‘Karachi 6’ Yemeni Faces New Guantanamo Review

     WASHINGTON (CN) — One month after recommending the release of a so-called Karachi Six detainee, the Guantanamo Period Review Board met Thursday to weigh the fate of someone captured with this man.
     Bashir Nasir Ali al-Marwalah “does not pose a continuing significant threat to the security of the United States,” a personal representative for the Yemeni national told the board at a hearing in Guantanamo Bay, Cuba.
     In the public portion of the roughly 20-minute hearing, streamed on a closed-circuit channel at the Pentagon, Al-Marwalah could be seen in a short-sleeved, white T-shirt, occasionally flipping through papers.
     Detained for 13 years and six months, Al-Marwalah is among the “forever” prisoners at the Guantanamo Bay Detention Center — a group whom the United States previously deemed too dangerous to release but lacked evidence to put on trial.
     Al-Marwalah’s detainee profile describes him as a “low-level Yemeni militant,” who received training at an al-Qaida camp in Afghanistan to “support the jihadist cause in Chechnya” and “to fight with Muslims against the Russians.”
     U.S. forces nabbed al-Marwalah, known as detainee YM-837, in Karachi, Pakistan, on the one-year anniversary of the 9/11 attacks. Seized with five other men during the raid, al-Marwalah is part of a group the United States has dubbed the Karachi Six, suspected then of involvement with an al-Qaida cell plotting a future attack.
     Today’s periodic review board hearing revealed, however, that this claim about the men has since been tempered.

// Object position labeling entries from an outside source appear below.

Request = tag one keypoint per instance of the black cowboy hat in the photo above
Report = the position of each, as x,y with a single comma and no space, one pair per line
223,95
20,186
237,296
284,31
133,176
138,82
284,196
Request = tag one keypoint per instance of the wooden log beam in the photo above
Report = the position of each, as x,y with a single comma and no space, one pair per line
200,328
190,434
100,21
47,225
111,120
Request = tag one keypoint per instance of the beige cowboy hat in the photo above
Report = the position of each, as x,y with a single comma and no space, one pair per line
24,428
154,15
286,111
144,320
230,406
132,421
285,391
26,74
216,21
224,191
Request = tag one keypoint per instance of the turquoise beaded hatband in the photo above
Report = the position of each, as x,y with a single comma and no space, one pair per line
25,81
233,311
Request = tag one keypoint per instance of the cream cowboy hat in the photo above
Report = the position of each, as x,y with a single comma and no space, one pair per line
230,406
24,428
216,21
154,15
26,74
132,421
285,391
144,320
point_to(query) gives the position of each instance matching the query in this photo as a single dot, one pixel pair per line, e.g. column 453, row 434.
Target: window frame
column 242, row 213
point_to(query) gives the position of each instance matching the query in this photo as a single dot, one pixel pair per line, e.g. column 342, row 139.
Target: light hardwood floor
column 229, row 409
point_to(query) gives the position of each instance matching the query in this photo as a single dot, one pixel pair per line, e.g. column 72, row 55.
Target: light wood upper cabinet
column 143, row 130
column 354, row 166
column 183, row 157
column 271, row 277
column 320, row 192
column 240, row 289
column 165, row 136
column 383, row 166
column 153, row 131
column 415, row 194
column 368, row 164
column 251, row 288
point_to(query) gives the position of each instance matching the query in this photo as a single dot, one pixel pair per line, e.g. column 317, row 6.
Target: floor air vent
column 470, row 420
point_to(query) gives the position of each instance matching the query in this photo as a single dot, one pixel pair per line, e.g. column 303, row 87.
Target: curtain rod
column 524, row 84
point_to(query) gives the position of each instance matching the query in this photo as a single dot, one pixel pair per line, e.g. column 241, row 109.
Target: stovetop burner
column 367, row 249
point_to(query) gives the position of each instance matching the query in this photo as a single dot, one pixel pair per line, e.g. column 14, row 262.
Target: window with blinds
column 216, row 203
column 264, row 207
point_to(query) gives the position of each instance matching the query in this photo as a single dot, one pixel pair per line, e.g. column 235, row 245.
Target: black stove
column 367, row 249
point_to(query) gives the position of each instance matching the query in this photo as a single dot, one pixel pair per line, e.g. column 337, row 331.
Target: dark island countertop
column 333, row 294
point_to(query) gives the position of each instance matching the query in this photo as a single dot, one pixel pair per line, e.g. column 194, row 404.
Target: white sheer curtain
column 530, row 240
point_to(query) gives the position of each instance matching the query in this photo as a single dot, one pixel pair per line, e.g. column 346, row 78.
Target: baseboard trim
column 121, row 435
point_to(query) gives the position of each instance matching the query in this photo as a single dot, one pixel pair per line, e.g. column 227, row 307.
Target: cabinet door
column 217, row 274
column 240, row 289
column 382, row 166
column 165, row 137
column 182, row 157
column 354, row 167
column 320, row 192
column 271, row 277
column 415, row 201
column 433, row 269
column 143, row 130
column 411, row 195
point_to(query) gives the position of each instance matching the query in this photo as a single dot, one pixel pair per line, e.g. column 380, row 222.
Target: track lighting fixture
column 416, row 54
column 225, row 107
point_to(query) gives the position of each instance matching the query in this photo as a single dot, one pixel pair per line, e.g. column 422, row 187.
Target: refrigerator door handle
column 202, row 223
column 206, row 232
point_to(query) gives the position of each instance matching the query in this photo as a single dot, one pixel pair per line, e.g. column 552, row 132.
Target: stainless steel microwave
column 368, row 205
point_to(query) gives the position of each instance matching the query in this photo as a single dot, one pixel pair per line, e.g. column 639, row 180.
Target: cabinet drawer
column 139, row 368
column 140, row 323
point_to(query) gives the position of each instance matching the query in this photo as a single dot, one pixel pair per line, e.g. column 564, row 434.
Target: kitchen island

     “We judge that this label more accurately reflects the common circumstances of their arrest and that it is more likely the six Yemenis were elements of a large pool of Yemeni fighters that senior al-Qaeda planners considered potentially available to support future operations,” al-Marwalah’s profile says, using an alternate spelling for the terror group.
     The board recommended release on March 26 for another of the “Karachi Six,” Ayub Murshid Ali Salih, after his Feb. 16 review. The board determined that Salih was a low-level fighter, noting his “relative candor in discussing his time in Afghanistan.”
     That could bode well for the board’s final determination on al-Marwalah, though the United States says he has been less forthcoming than Salih was.
     Erin Thomas, an attorney for the detainee with Covington & Burling, painted a tale of regret, telling the review board that al-Marwalah longs for the life he lost when he decided to leave Yemen for Afghanistan.
     “He would still be close to his beloved family,” Thomas said. “As the oldest brother, he would have been around to provide guidance to his siblings. He would know his youngest sister and youngest brother who were both born after Bashir left. He would have a career, and likely a family of his own,” she continued.
     Al-Marwalah’s profile describes these wholesome objectives, as well, but says there is little evidence to back them up.
     “While YM-837 has voiced a desire to return to his family, get married, and get a job upon release, we do not know if this intent is genuine,” it states.
     Some of his statements “suggest deception and withholding of information,” the profile notes, adding the detainee has two brothers who are likely involved with al-Qaida in the Arabian Peninsula. If al-Marwalah so desired, the profile says, they could open doors to extremist networks upon his release.
     While the profile describes al-Marwalah as “highly compliant,” Thomas called him “kind, compassionate and sincere.”
     “Throughout his decade-long relationship with his American attorneys, he has been unfailingly gracious, thankful for our work, and curious about the way we live,” she told the board. “He sends thank-you notes after we visit, and letters of congratulations when we get married or have children. Bashir has never expressed bitterness, anti-American sentiment, or extremist views to us.”
     The profile meanwhile says al-Marwalah has been vague about his activities in Afghanistan and Pakistan, and that he has extensive knowledge of senior al-Qaida figures and operations.
     Ultimately, however, the U.S. has never verified al-Marwalah’s role in operational plotting for al-Qaida.
     “In debriefings, YM-837 has never admitted to an affiliation with al-Qaeda, has never expressed anti-American sentiment, and has denied any role in or knowledge of future terrorist activity against the U.S.,” the profile says.
     The Obama administration implemented the periodic review board process to re-evaluate “forever” prisoners previously determined too dangerous to release.
     The U.S. continues to detain who are deemed risks to U.S. national security.
     So far, the periodic review board has recommended that 20 of the forever prisoners be released – that constitutes 71 percent of the 28 detainees who have gone through the full review process, and who were previously considered too dangerous to release.